Before I get to the recipe, I have to thank Sandhya for the successful shape of the parathas. When she reads this, she is going to be surprised and wonder what she did. Well, when a few of us NY BM bloggers met and had lunch at Pavani’s house, I was amazed at the perfectly round shape of each paratha as mine always come out all sorts of odd shapes – never anything close to the circles I aim for. I started to watch how Sandhya worked the dough into a perfectly smooth disc before rolling out the dough. This is a step I never did in the past. I would just take a portion of dough and roll it into a circle in between my hands and then start with the rolling pin. This extra step proved to be crucial to the shape. Mine still aren’t perfectly round, but they are way better than before and I am sure with a little practice, I will be making parathas into perfect circles.
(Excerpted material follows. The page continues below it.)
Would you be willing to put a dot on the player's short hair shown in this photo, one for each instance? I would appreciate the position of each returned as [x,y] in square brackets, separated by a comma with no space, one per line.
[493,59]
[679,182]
I’ve mentioned before the differences between Indian milled whole wheat flour (chappati) and American milled whole wheat flour, which has a lighter texture. I find the best texture comes from mixing both. The dough is easier to work with and knead than using 100% chappati flour.
I’ve kept the spices mild so that this can be eaten with any curry. However, it still has enough flavor to be eaten simply with some sliced fresh tomatoes and chutney, which is how I had it for breakfast.
Yield: 11 parathas
1 1/2 cups chappati flour
1 1/2 cups whole wheat flour (American)
2 tablespoons ghee
1 teaspoon Kasuri Methi (dried fenugreek)
1/4 teaspoon red chile powder (cayenne pepper)
1 teaspoon salt
1 teaspoon sugar
1/3 cup pureed tomato
3/4 cup warm water
extra ghee, for brushing
In a large bowl, mix flours, salt, sugar, fenugreek, cayenne and ghee. Work the ghee into the flour with your fingers.
Add tomato puree. Add water, a little at a time until you have a soft and pliable dough. Knead for a few minutes. Place in a bowl and cover with a damp towel. Let rest for 20 minutes.
Divide dough into 11 equally sized balls.
Take one of the balls and work in your hands by kneading the dough in your hands, squeezing and pressing the dough as you pass the dough from hand to hand until you have a very smooth ball. Now shape into a smooth disc and place on a lightly floured board.
Using a rolling pin, roll into a 5″ circle.
Heat a skillet, tawa or griddle. Brush with a little ghee and place the rolled out circle on the tawa. Cook for about 3 minutes until a little puffy. Flip over and brush the top with a little ghee. Cook the other side for another 2-3 minutes.
Repeat for the remaining 10 balls of paratha dough.